Biological responses and toxicopathic effects elicited in Solea senegalensis juveniles on exposure to contaminated sediments under laboratory conditions

Abstract

Whole-sediment toxicity assays contribute to elucidating the intricate association between the presence of contaminants in sediments and their toxicopathic effects in benthic fish. In the present study, Solea senegalensis juveniles were exposed under laboratory conditions to contaminated whole-sediments for 7 and 28 days. Sediments were obtained from a low to moderately polluted estuary, a highly polluted harbour and from the mixture of both field-collected sediments. Biometry data were recorded. Liver, brain, gills, and gonads were dissected out and processed to determine markers of oxidative stress, neurotoxicity and lysosomal biomarkers, and histopathology. Analyses of sediment granulometry and chemical profiles indicated different degrees of toxicity and suggested a distinct release of pollutants from each sediment in relation with their physicochemical properties. Interestingly, biological responses were in agreement with contaminant levels reported in source sediments. The most distinct toxicopathic effects were detected upon exposure to the harbour's sediment and particularly on day 28. Overall, enhanced hepatic glutathione-S-transferase activity and lysosomal enlargement were detected in all experimental groups, demonstrating a toxic effect from all sediments whilst catalase inhibition, lysosomal membrane destabilisation, changes in lysosomal content and liver histopathology were most pronounced in soles exposed to the harbour's sediment.

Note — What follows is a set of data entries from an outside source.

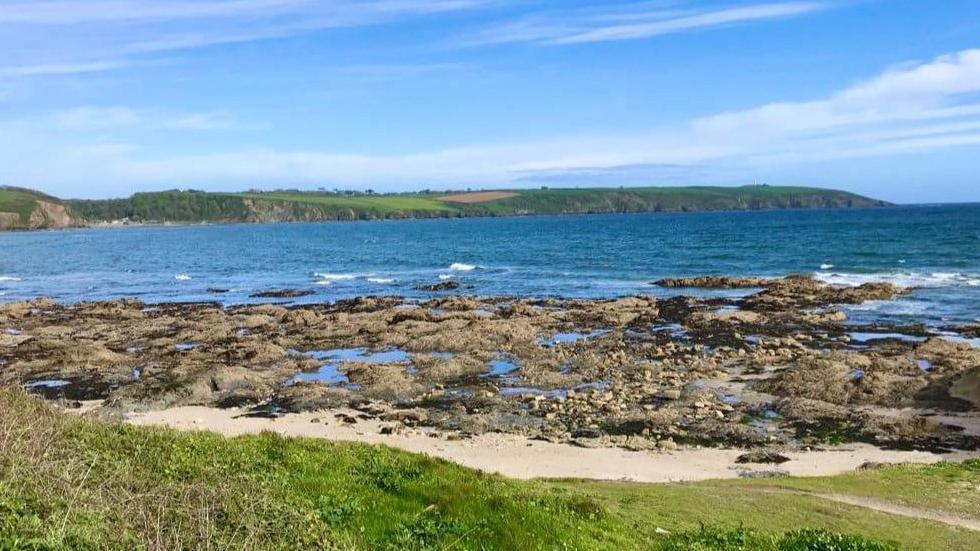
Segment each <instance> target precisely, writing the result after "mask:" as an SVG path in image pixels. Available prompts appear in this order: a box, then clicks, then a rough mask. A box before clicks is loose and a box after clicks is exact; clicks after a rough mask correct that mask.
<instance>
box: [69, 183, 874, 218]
mask: <svg viewBox="0 0 980 551" xmlns="http://www.w3.org/2000/svg"><path fill="white" fill-rule="evenodd" d="M514 192H515V194H516V195H514V196H513V197H507V198H503V199H496V200H493V201H485V202H482V203H456V202H446V201H442V200H440V197H442V196H444V195H447V194H451V192H446V193H432V192H422V193H401V194H381V195H378V194H371V195H367V194H361V195H347V194H338V193H330V192H304V191H295V190H292V191H291V190H280V191H274V192H247V193H206V192H202V191H192V190H190V191H177V190H172V191H164V192H156V193H138V194H136V195H134V196H133V197H131V198H130V199H113V200H99V201H70V202H69V203H70V205H71V206H72V208H73V209H74V211H75V212H77V213H78V214H79V215H80V216H81V217H83V218H85V219H87V220H90V221H100V220H115V219H120V218H130V219H133V220H136V221H145V222H167V221H169V222H236V221H317V220H365V219H379V218H381V219H384V218H442V217H456V216H508V215H515V214H574V213H603V212H606V213H613V212H658V211H667V212H673V211H702V210H751V209H768V208H806V207H814V208H824V207H851V206H853V207H862V206H880V205H881V204H882V203H880V202H878V201H874V200H871V199H867V198H865V197H861V196H858V195H854V194H851V193H846V192H842V191H834V190H827V189H818V188H803V187H777V186H745V187H739V188H720V187H662V188H651V187H647V188H582V189H535V190H514Z"/></svg>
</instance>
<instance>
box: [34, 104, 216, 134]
mask: <svg viewBox="0 0 980 551" xmlns="http://www.w3.org/2000/svg"><path fill="white" fill-rule="evenodd" d="M49 121H50V123H51V124H52V125H53V126H54V127H56V128H60V129H64V130H73V131H92V130H111V129H127V128H137V129H141V130H172V131H187V132H194V131H205V130H222V129H228V128H231V127H233V126H234V122H233V121H232V120H231V118H230V117H228V116H227V115H225V114H222V113H173V112H164V111H145V110H137V109H132V108H129V107H75V108H72V109H66V110H62V111H57V112H55V113H53V114H52V115H51V116H50V117H49Z"/></svg>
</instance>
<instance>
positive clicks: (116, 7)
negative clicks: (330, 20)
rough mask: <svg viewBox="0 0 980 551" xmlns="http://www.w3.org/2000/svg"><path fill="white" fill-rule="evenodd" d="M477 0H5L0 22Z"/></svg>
mask: <svg viewBox="0 0 980 551" xmlns="http://www.w3.org/2000/svg"><path fill="white" fill-rule="evenodd" d="M477 4H480V2H478V1H477V0H468V1H467V0H366V1H354V0H331V1H326V2H323V1H316V0H193V1H186V0H183V1H182V0H172V1H170V0H168V1H166V2H162V1H159V0H54V1H51V0H32V1H30V2H7V3H5V5H4V6H3V10H0V24H3V23H18V24H33V25H77V24H86V23H112V22H115V23H119V22H122V23H140V22H161V21H180V20H201V19H216V18H222V19H228V18H233V19H255V18H257V17H271V16H282V15H302V16H311V15H330V16H334V17H337V18H339V19H343V20H347V21H354V20H361V19H362V18H364V17H377V16H384V15H392V14H402V13H432V12H439V11H450V10H457V9H465V8H468V7H472V6H474V5H477Z"/></svg>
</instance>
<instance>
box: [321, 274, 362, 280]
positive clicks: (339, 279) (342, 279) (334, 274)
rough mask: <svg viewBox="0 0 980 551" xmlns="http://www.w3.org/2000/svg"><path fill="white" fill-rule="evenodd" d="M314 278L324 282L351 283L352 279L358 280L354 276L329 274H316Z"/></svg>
mask: <svg viewBox="0 0 980 551" xmlns="http://www.w3.org/2000/svg"><path fill="white" fill-rule="evenodd" d="M313 276H314V277H316V278H317V279H320V280H322V281H350V280H352V279H357V276H356V275H354V274H329V273H320V272H314V273H313Z"/></svg>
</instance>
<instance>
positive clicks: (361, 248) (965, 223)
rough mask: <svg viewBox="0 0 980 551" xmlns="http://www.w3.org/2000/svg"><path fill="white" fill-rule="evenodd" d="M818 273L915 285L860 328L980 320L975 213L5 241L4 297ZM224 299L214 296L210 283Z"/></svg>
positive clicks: (652, 293) (555, 286)
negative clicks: (908, 292)
mask: <svg viewBox="0 0 980 551" xmlns="http://www.w3.org/2000/svg"><path fill="white" fill-rule="evenodd" d="M791 273H812V274H817V276H818V277H820V278H821V279H824V280H826V281H828V282H832V283H839V284H847V285H853V284H858V283H862V282H865V281H890V282H893V283H896V284H899V285H903V286H908V287H914V288H915V290H914V291H913V292H912V293H911V294H910V295H909V296H908V297H905V298H903V299H900V300H897V301H892V302H887V303H870V304H865V305H862V306H859V307H856V308H853V309H851V312H850V313H851V316H852V318H854V319H855V320H856V321H875V320H886V321H899V322H923V323H927V324H929V325H932V326H941V325H944V324H951V323H964V322H975V321H977V319H978V318H980V205H975V204H974V205H940V206H903V207H894V208H885V209H859V210H788V211H756V212H715V213H656V214H631V215H584V216H536V217H516V218H471V219H451V220H404V221H378V222H341V223H321V224H269V225H227V226H185V227H133V228H121V229H82V230H70V231H51V232H29V233H4V234H0V301H13V300H20V299H26V298H32V297H37V296H42V295H44V296H50V297H53V298H54V299H56V300H59V301H63V302H74V301H78V300H92V299H113V298H120V297H138V298H140V299H141V300H143V301H145V302H148V303H153V302H172V301H206V300H217V301H220V302H224V303H227V304H234V303H247V302H268V301H269V300H268V299H254V298H251V297H250V295H251V294H253V293H255V292H258V291H264V290H270V289H282V288H293V289H304V290H312V291H314V294H313V295H310V296H307V297H303V298H301V299H297V301H299V302H321V301H332V300H336V299H340V298H347V297H352V296H357V295H364V294H375V295H380V294H397V295H404V296H408V297H419V298H421V297H427V296H431V295H432V294H433V293H427V292H422V291H417V290H416V289H415V287H416V286H418V285H420V284H431V283H437V282H439V281H443V280H447V279H453V280H456V281H458V282H459V283H461V284H462V285H463V286H464V288H463V289H461V290H460V291H459V292H465V293H472V294H481V295H525V296H526V295H530V296H566V297H613V296H620V295H630V294H656V295H666V294H671V293H676V292H677V291H666V290H663V289H659V288H657V287H654V286H651V285H650V282H651V281H653V280H656V279H658V278H661V277H668V276H682V275H702V274H729V275H764V276H780V275H786V274H791ZM209 287H213V288H222V289H228V292H227V293H221V294H216V293H211V292H208V288H209Z"/></svg>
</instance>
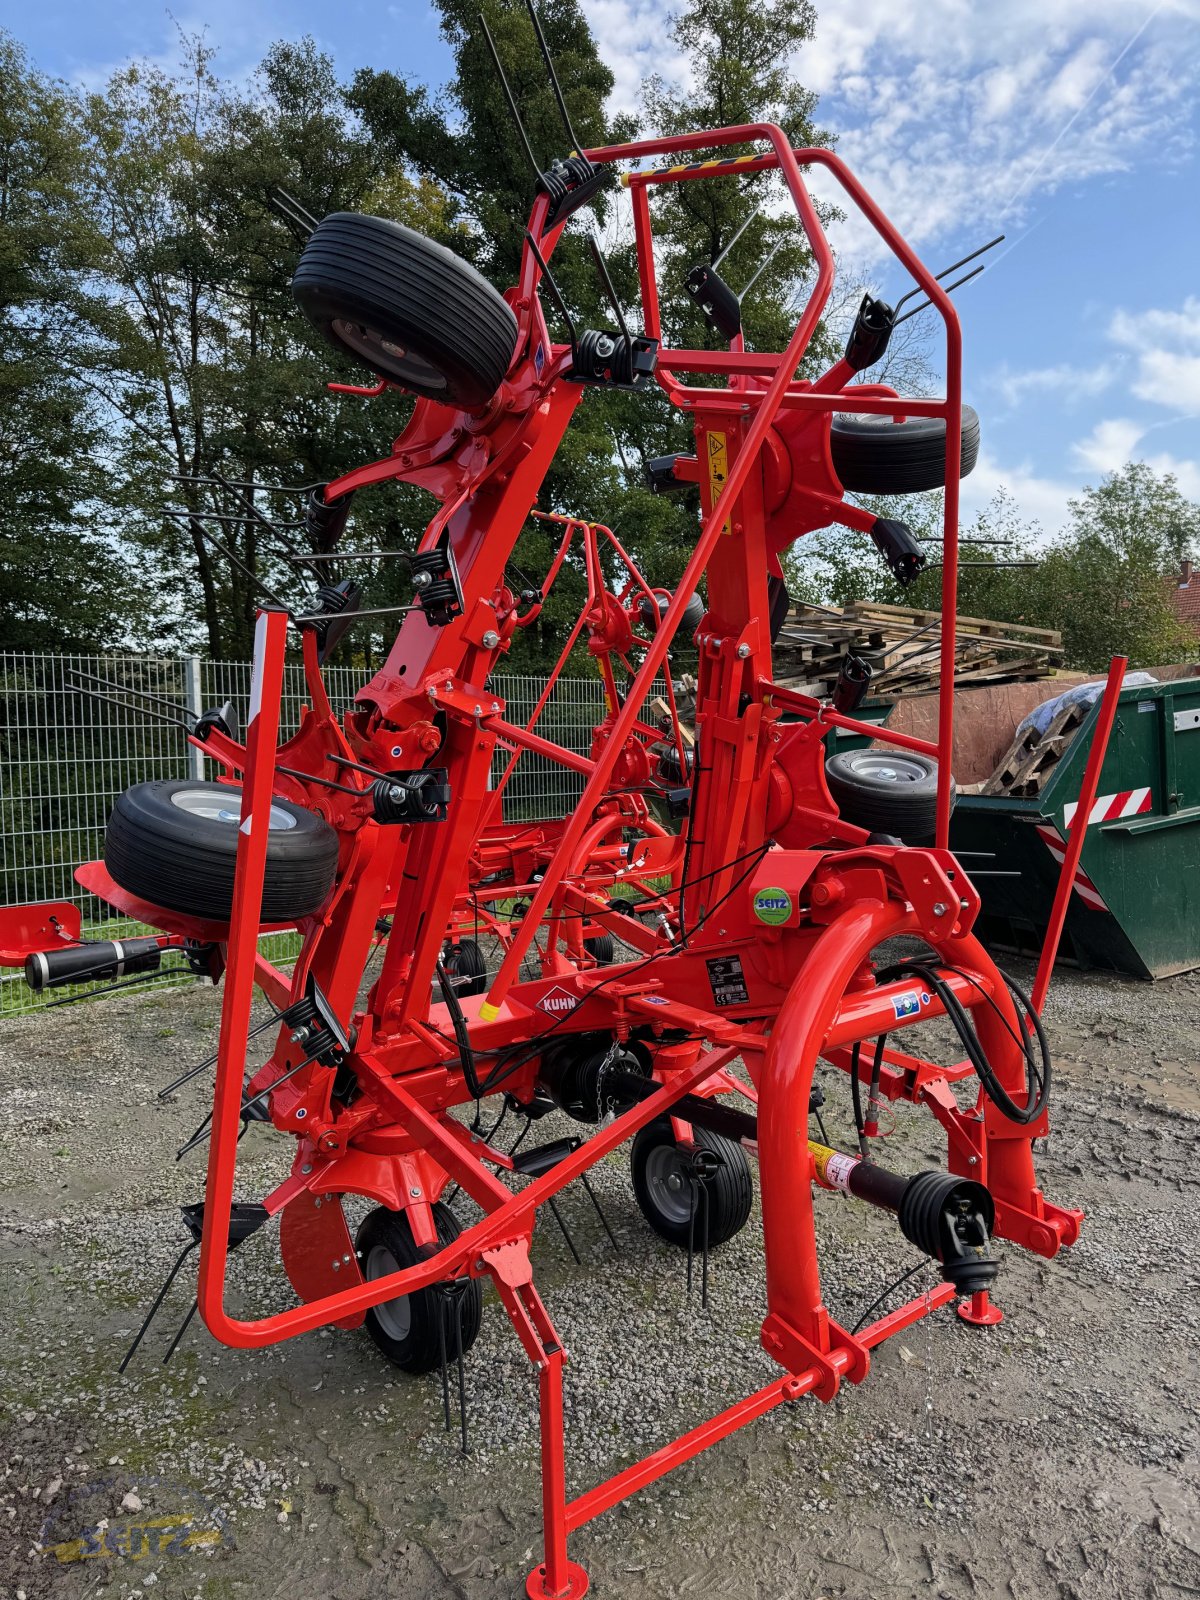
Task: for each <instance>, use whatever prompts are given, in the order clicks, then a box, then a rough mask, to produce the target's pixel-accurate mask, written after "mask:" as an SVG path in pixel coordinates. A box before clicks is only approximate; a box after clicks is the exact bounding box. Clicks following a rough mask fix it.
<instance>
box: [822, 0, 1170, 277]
mask: <svg viewBox="0 0 1200 1600" xmlns="http://www.w3.org/2000/svg"><path fill="white" fill-rule="evenodd" d="M1195 18H1200V3H1198V0H1168V3H1162V5H1155V3H1154V0H1138V3H1131V0H1091V3H1083V0H1005V3H1003V5H978V3H971V0H923V3H922V5H918V6H898V5H894V0H856V3H854V5H853V6H851V5H848V3H842V5H830V6H826V8H822V10H821V13H819V18H818V35H816V40H814V42H813V43H811V45H808V46H805V48H803V50H802V51H800V54H798V58H797V64H795V70H797V75H798V78H800V80H802V82H803V83H806V85H810V86H811V88H814V90H818V91H819V93H821V96H822V104H821V106H819V107H818V115H819V117H821V115H824V118H826V120H827V122H829V123H830V125H832V126H835V130H837V133H838V154H840V155H842V157H845V158H846V162H848V163H850V166H851V168H853V170H854V171H856V173H858V174H859V176H861V178H862V179H864V181H866V184H867V189H869V190H870V192H872V194H874V195H877V197H878V198H880V200H882V202H883V205H885V206H886V210H888V213H890V216H891V218H893V219H894V221H896V222H898V224H899V227H901V229H902V230H904V232H906V235H907V237H909V238H910V240H912V242H914V243H917V245H928V243H933V242H938V240H939V238H944V237H949V235H955V237H962V235H963V234H970V230H974V229H986V227H994V226H997V224H998V226H1005V224H1010V226H1011V224H1013V221H1019V219H1021V216H1022V214H1024V213H1026V211H1027V208H1029V205H1030V202H1032V200H1035V198H1037V197H1038V195H1045V194H1050V192H1054V190H1056V189H1059V187H1061V186H1062V184H1067V182H1075V181H1083V179H1094V178H1102V176H1106V174H1112V173H1118V171H1126V170H1130V168H1131V166H1133V165H1134V163H1136V162H1138V160H1139V158H1141V157H1142V155H1144V152H1146V150H1147V149H1154V150H1155V157H1157V158H1158V160H1173V158H1178V157H1179V155H1181V154H1182V152H1184V150H1187V147H1189V142H1187V141H1189V131H1187V118H1189V114H1190V107H1192V99H1190V94H1192V91H1190V86H1189V85H1190V83H1192V82H1195V72H1197V62H1198V61H1200V32H1197V30H1195V29H1194V27H1192V26H1190V24H1192V21H1194V19H1195ZM821 189H822V192H827V187H826V184H824V182H822V184H821ZM842 248H843V250H853V251H854V253H858V254H862V256H864V258H869V259H878V256H880V254H882V251H880V248H878V245H877V243H875V238H874V234H872V232H870V230H869V229H867V227H866V224H862V222H859V221H856V219H851V222H850V224H848V226H846V229H845V230H843V238H842Z"/></svg>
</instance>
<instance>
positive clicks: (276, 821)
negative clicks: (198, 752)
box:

The Integrative Biomarker Response index (IBR/n) evidenced that exposure to the three sediments caused an impact of diverse magnitude in sole health (IBR/n(Harbour) > IBR/n(Mixture) > IBR/n(Estuary)). The magnitude of biological responses essentially depended on the presence of contaminants in source sediments, which seemed to be altered by the conditions imposed by whole-sediment toxicity assays.